Cleanflight / Betaflight

  • change the update rate for the serial task in the range 100 ... 2000Hz
    • e.g. to 2000Hz: set serial_update_rate_hz=2000, then save
  • it might be necessary to increase the serial baudrate in the Ports configuration tab

Sending and Receiving RC commands

  • activate feature RX_MSP
    • via GUI: Configuration -> Receiver -> Receiver Mode -> MSP RX input
    • via CLI: execute feature RX_MSP

Beginning with Cleanflight 2 and Betaflight 3, MSP_SET_RAW_RC messages are ignored on some targets with insufficient flash memory (like the naze32). You can verify this, if MSP_RC messages return an empty list of channels. To activate MSP_SET_RAW_RC messages on these targets, you need to add #define USE_RX_MSP to your target.h, e.g. src/main/target/NAZE/target.h.

FlightContoller API

The FlightContoller API allows the user to send/receive messages from the flight controller. Messages may be queried periodically, or on demand.

Instantiation

Instantiate and setup the FlightController class:

#include <FlightController.hpp>

fcu::FlightController fcu;

// do connection and setup
fcu.connect("/dev/ttyUSB0", 115200);

Periodic request for messages

Messages that need to be queried periodically can be handled automatically using a subscription. This can be done with a class method or a stand-alone function.

Class method pattern

Define a class that holds callback functions to process information of received message. The function signature is void <callback_name>(const <child_of_msp::Message>& ).

class App {
public:
    void onStatus(const msp::Status& status) {
        std::cout<<status;
    }

    void onImu(const msp::Imu& imu) {
        std::cout<<imu;
    }
}

Instantiate class with callbacks and register them to the FCU with the desired update rate in seconds:

App app;

fcu.subscribe(&App::onStatus, &app, 0.1);
fcu.subscribe(&App::onImu, &app, 0.01);

Requests are sent to and processed by the flight controller as fast as possible. It is important to note that the MultiWii FCU only processed a single message per cycle. All subscribed messages therefore share the effective bandwidth of 1/(2800 us) = 357 messages per second.

Lambda pattern

The FlightController::subscribe method is restricted to callbacks which return void and take an argument of const msp::Message&. In order to call a method that doesn't match that signature (maybe it needs additional information), it sometimes is useful to wrap the non-compliant method in a lambda that matches the expected signature.

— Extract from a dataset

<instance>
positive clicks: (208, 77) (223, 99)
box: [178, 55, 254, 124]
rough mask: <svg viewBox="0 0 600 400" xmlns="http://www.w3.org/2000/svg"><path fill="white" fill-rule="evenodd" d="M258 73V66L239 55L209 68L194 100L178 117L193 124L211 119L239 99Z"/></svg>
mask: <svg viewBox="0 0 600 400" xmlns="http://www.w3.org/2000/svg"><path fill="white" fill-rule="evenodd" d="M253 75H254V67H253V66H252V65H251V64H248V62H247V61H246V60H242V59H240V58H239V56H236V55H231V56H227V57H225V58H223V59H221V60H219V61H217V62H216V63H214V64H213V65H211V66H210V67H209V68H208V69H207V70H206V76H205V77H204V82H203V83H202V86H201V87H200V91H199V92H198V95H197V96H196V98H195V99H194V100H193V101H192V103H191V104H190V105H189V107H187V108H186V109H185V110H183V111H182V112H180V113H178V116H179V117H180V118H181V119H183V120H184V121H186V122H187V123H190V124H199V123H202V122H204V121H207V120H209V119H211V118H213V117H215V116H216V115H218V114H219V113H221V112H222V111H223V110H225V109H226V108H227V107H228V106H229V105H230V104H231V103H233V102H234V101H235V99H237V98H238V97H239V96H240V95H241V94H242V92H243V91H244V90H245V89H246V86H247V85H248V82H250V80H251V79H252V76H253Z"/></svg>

auto callback = [](const msp::msg::RawImu& imu){
    // ImuSI is not a subclass of msp::Message, so it's not suitable for use as a callback argument
    std::cout << msp::msg::ImuSI(imu, 512.0, 1.0/4.096, 0.92f/10.0f, 9.80665f);
}

fcu.subscribe<msp::msg::RawImu>(callback, 0.1);

Manual sending of messages

Additional messages that are not sent periodically can be dispatched by the method

bool sendMessage(msp::Message &message, const double timeout = 0)

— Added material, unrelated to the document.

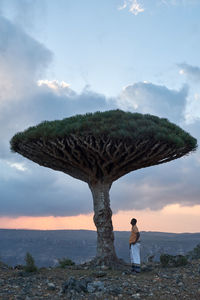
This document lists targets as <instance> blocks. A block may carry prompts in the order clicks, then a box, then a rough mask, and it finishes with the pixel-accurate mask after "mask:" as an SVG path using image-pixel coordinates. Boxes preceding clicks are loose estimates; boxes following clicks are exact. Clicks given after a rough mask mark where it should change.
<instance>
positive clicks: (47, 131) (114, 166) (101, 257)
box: [10, 110, 197, 266]
mask: <svg viewBox="0 0 200 300" xmlns="http://www.w3.org/2000/svg"><path fill="white" fill-rule="evenodd" d="M10 143H11V150H12V151H14V152H18V153H20V154H21V155H23V156H25V157H27V158H29V159H30V160H32V161H34V162H36V163H38V164H39V165H42V166H45V167H49V168H51V169H54V170H58V171H62V172H64V173H66V174H69V175H71V176H73V177H75V178H77V179H80V180H83V181H85V182H86V183H87V184H88V185H89V188H90V190H91V192H92V196H93V203H94V223H95V225H96V227H97V255H96V258H95V259H94V262H95V263H96V264H97V265H101V264H104V265H107V266H111V265H112V266H113V265H117V264H118V263H119V260H118V258H117V256H116V253H115V249H114V234H113V226H112V219H111V217H112V211H111V209H110V198H109V190H110V188H111V185H112V183H113V181H115V180H117V179H118V178H120V177H121V176H123V175H125V174H127V173H129V172H131V171H135V170H138V169H141V168H146V167H149V166H153V165H158V164H163V163H166V162H168V161H171V160H174V159H176V158H179V157H181V156H184V155H185V154H188V153H189V152H191V151H194V150H195V149H196V148H197V140H196V139H195V138H193V137H192V136H191V135H190V134H188V133H186V132H185V131H183V130H182V129H181V128H179V127H178V126H176V125H175V124H172V123H170V122H169V121H168V120H167V119H161V118H158V117H156V116H152V115H142V114H139V113H130V112H124V111H121V110H111V111H106V112H96V113H93V114H92V113H88V114H86V115H77V116H74V117H70V118H66V119H63V120H61V121H52V122H47V121H45V122H42V123H40V124H39V125H37V126H35V127H30V128H28V129H27V130H25V131H24V132H20V133H17V134H16V135H15V136H14V137H13V138H12V139H11V142H10Z"/></svg>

You need to instantiate an instance of the object matching the message you want to send and provide it to the method with an optional timeout. If the timeout paramter is 0, then the method will wait (possibly forever) until a response is received from the flight controller. A strictly positive value will limit the waiting to the specified interval.

msp::Status status;
if (fcu.sendMessage(status) ) {
    // status will contain the values returned by the flight controller
}

msp::SetCalibrationData calibration;
calibration.acc_zero_x = 0;
calibration.acc_zero_y = 0;
calibration.acc_zero_x = 0;
calibration.acc_gain_x = 1;
calibration.acc_gain_y = 1;
calibration.acc_gain_z = 1;
if (fcu.sendMessage(calibration) ) {
    // calibration data has been sent
    // since this message does not have any return data, the values are unchanged
}

If the message is of a type that has a data response from the flight controller, the instance of the message provided to the sendMessage call will contain the values unpacked from the flight controller's response.